PM-2026-02-14: payments-svc Stripe webhook retry storm

David Park · Staff SRE·updated 2mo ago·Open in GitHub

PM-2026-02-14: payments-svc Stripe webhook retry storm

Severity: SEV2 Duration: 32 minutes (3:00 PM – 3:32 PM PT) Customer impact: P95 latency 4x baseline for payments-related operations. No data loss. No double-charges.

Timeline

2:48 PM — Stripe internal incident (per their status page).
3:00 PM — Their replay traffic hits our webhook endpoint. Queue depth balloons from <100 to 14k in ~12 min. PagerDuty fires.
3:04 PM — David ack'd. Aisha joined.
3:08 PM — Marco proposed pod restart. Rejected by David — that's how we caused the Apr 2025 double-charge incident.
3:09 PM — David bumps payments-svc HPA max from 12 to 24.
3:18 PM — Queue draining. P95 normalizing.
3:32 PM — Resolved.

Root cause

Our HPA was tuned for steady-state load, not retry storms. We had 12 pods and the queue work-stealing pattern saturates around 800 webhooks/sec/pod. Stripe sent us ~1100/sec sustained for ~12 min.

What went well

David caught the pod-restart proposal before it shipped. This saved us from a customer-impacting incident.
HPA bump applied cleanly, drain was orderly.

What didn't

Our HPA max was too low.
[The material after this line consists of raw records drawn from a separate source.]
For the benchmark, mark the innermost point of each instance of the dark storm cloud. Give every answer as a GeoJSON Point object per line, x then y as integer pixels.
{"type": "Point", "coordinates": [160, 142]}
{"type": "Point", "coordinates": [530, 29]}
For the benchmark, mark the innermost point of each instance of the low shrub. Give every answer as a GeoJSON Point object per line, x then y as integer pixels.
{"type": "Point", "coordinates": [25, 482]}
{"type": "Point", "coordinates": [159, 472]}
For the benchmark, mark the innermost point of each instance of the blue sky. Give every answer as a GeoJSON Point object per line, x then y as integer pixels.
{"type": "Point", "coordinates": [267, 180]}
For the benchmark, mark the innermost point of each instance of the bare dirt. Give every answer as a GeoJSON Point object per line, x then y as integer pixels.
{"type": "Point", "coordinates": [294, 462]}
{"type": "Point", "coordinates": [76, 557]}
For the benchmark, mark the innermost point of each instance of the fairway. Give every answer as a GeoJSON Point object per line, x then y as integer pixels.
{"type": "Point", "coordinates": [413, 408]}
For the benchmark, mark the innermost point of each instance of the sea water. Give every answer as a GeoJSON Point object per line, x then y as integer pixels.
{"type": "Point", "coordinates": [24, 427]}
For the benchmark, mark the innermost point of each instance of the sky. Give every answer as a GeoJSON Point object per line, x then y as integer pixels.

Should be tuned for 4x baseline, not 1.5x.
Our runbook didn't have a "what to do on a retry storm" section — just generic latency.

Action items

Bump payments-svc HPA max to 32 (David, done 2026-02-15).
Add "retry storm" section to incident runbook (David, done 2026-02-17).
Implement PagerDuty alert for queue depth > 5k (Aisha, due 2026-03-01).
Codify "do not restart payments-svc pods" as a runbook hard rule (David, done 2026-02-17).

Lessons

Hard rule: Do NOT restart payments-svc pods to clear queue depth. Scale out instead.
Hard rule: Anything > 5k queue depth → page on-call.